La extracción masiva de agua subterránea entre 1993 y 2010 modificó la rotación del planeta, según un estudio reciente.
En particular, se bombearon más de 2.150 gigatoneladas bombeadas, una cantidad equivale a añadir 6 milímetros al nivel global del mar.
Esto provocó justamente que el eje terrestre se incline 0,80 metros hacia el este.
Este fenómeno natural muestra cómo el polo de rotación se desplaza levemente sobre la superficie terrestre.
Es decir que, cuando cambia la distribución de masa del planeta, cambia su rotación.
El análisis fue publicado en Geophysical Research Letters por el equipo de Ki-Weon Seo de la Universidad Nacional de Seúl.

La redistribución del agua y su extracción subterránea cambia cómo gira el planeta
Los modelos climáticos ya estimaban estos niveles de extracción de agua subterránea.
Sin embargo, medir con precisión la pérdida de agua en acuíferos continentales es técnicamente complejo.
Por ello, los científicos necesitaban una forma independiente de verificar estas cifras, y la respuesta llegó desde el movimiento polar.
Este fenómeno natural describe cómo el polo de rotación se desplaza ligeramente sobre la superficie terrestre según la distribución de masa del planeta.
Cuando cambia la distribución del agua, cambia la rotación. Como un patinador que gira distinto al abrir o cerrar los brazos, la Tierra responde a estas variaciones de peso.
El equipo dirigido por Ki-Weon Seo comparó distintos escenarios para llegar a su conclusión respecto al impacto en el eje de la tierra de la extracción de agua subterránea.

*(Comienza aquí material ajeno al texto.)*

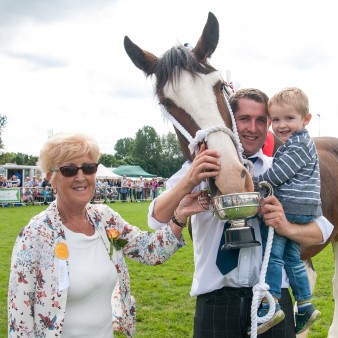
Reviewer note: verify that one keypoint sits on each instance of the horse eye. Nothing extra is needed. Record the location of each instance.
(167, 103)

Primero analizó solo hielo y glaciares, mientras que después sumó el agua subterránea extraída.
Los riesgos de la extracción de agua subterránea
Pese al descubrimiento, cabe señalar que el desplazamiento del eje no representa un riesgo inmediato para las estaciones o el clima a corto plazo.
En general, el movimiento polar natural oscila varios metros cada año.
Sin embargo, el rápido vaciamiento de los acuíferos sí tiene impactos ambientales, ya que los acuíferos se recargan lentamente.
Cuando estos se bombean más rápido de lo que se regeneran, se desencadenan impactos en toda la superficie.

Debido a esto, puede ocurrir que humedales reducidos, ríos con menos caudal y parte del suelo se hundan en zonas urbanas y agrícolas.
Esto ocurre porque el agua transferida desde tierra firme cambia la dinámica del nivel del mar.
El desplazamiento indica un desajuste global. Una señal de que el planeta redistribuye masas de agua a gran escala, coincidiendo con el deterioro de acuíferos estratégicos para la alimentación y la biodiversidad.
Dos regiones críticas: India y Norteamérica
La ubicación del bombeo resulta tan importante como el volumen extraído.
Las mayores alteraciones ocurren cuando el agua procede de latitudes medias, donde el efecto sobre el eje es más pronunciado.
Durante el periodo estudiado se identificaron dos focos críticos: el oeste de Norteamérica y el noroeste de India.
Ambas regiones mantienen presión estructural sobre sus acuíferos.
Según Seo, si los países redujesen la extracción en zonas sensibles, podría observarse un cambio en la tendencia.
Sin embargo, se necesitan décadas de gestión responsable para que el movimiento polar responda.